The problem that this solves
When starting a seam, especially little points like this, the machine will often eat the points and/or create a thread nest.
Cut lots of small squares(or any other shape!) From scrap, in general I try and do lights and darks. And have them within arm’s reach.
Put a light and dark together and sew them. Hold the threads back and to the left as you start to sew, keeping them taut. Sew this seam almost to the end. This is the leader, as it’s starting the chain.
At the very end of that seam, line up the pieces you want to join. I’m joining a few triangles here.
You might need to lift the presser foot slightly to get them positioned, don’t overlap the two sets, they just need to be adjacent, within a stitch or two.
Sew the seam, and again when you get to the very end, line up your next pieces this is chain piecing
Keep going until you have all the pieces sewn. Stop just at the end of the last piece and grab two more of your small squares (because this is ending the chain, it’s called an ender-but it’s the exact same as the leader) line these up and sew, but stop before you get to the end.
You will have enough room to snip off the chain of sewn pieces leave the ender on the machine
Now you have a chain of pieces, with a leader at the start, snip them apart
Press them open, I always press the leader along with the other pieces.
Add your leader, which is now just two little squares joined, to the growing pile.
When you run out of squares that you have precut, you can join them together into strips and larger sets
They can then be used, I used some in this wonky star, you can see that my seams were not regular in the leaders and enders, but it doesn’t really matter.
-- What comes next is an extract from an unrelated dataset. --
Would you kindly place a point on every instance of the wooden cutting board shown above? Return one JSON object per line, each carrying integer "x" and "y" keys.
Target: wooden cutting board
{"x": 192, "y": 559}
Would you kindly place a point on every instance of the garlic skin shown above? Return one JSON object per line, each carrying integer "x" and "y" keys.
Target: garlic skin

The ender that you have left in the machine, becomes the new leader.
-Few thread nests and eaten points.
-You use way way less thread when chain piecing
-Chain piecing is much faster than sewing and cutting off one seam at a time.
-you won’t have the machine pull the thread out of the needle if you cut it too short.
-Eventually if you create enough leaders and enders you could have a whole quilt made while you’re working on other projects (I think it’s more realistic to turn them into potholders, or pouches)
I followed Bonnie Hunters suggestion of cutting my leader and ender squares at 1.5" which means when all sewn together, they should be 1" so they will fit any block size. (They would make an awesome sashing strip) but you could use any size or shape leaders and enders. Small size charm packs would be great, because you’d get a secondary quilt really fast.